Юрий Мухин - Кликуши голодомора
Скажем, тот же пес может каждый день лизать руки хозяину, но если у хозяина таких как ты, псов, много, а шапки нет, то пристрелит он тебя, а из твоей шкуры пошьет шапку. К примеру, премьер-министр Украины Павло Лазаренко уж как лизал США во все места, и деньги украденные там спрятал — все хотел побольше животного счастья. А тут, на беду, американцам толи другой пес приглянулся, толи потребовалось им показать миру, что не только Китай, а и они с коррупцией борются, посему, не моргнув глазом и не поморщившись, начали американцы из Павла шапку шить. А что тут такого? Скотина она и есть скотина — это ее удел. Правда, и счастье скотины в том, что она этого не понимает и живет счастливо до момента, пока хозяин, пряча за спиной нож, не начнет ее ласково поглаживать по шее: «Бяша, бяша…».
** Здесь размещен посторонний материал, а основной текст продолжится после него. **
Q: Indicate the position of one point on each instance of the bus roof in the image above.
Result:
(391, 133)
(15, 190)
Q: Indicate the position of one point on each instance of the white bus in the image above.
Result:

Вон ребятки в Киеве на Майдане искренне счастливы, что по сто баксов в сутки получают за оранжевую революцию. И никакого другого счастья им не нужно, и не хотят они задумываться о том, что эти 100 баксов прямо или косвенно платят американцы, а это не русские, — это хозяин очень прагматичный, т. е. платит тебе ровно столько, сколько ты ему нужен, а перестанешь быть нужен, он и бровью не поведет при сообщениях о твоей судьбе.
Так, к примеру, американцы поступили во Вьетнаме. Там у них во время вьетнамской войны тоже было много помощников среди тех вьетнамцев, которые хотели простого животного счастья за 100 баксов. Наконец вьетнамские партизаны американцев из своей страны выперли и американцам бы, по совести говоря, надо было бы своих помощников с собой в Америку забрать, учитывая, что тех ожидало от партизан. Но ведь в США их надо было бы кормить, пособия назначать, пенсии. Если бы речь шла о людях, то это один вопрос, а поскольку речь шла всего лишь о животных, то американцы во Вьетнаме не только всех своих помощников там же и бросили, так еще и их списки партизанам оставили, чтобы те их быстро переловили и перестреляли. (А то еще эти животные самостоятельно удерут из Вьетнама в США, а там потом возись с ними). А так американцы погомонили немного в прессе о жестокости вьетнамских тоталитарных партизан, да и забыли — свинью режут и едят, не вклеивая ее фото в семейный альбом, даже если эта свинья при жизни считала себя «тоже человеком». Считать себя человеком маловато, а чтобы им быть, нужно иметь совесть и достоинство.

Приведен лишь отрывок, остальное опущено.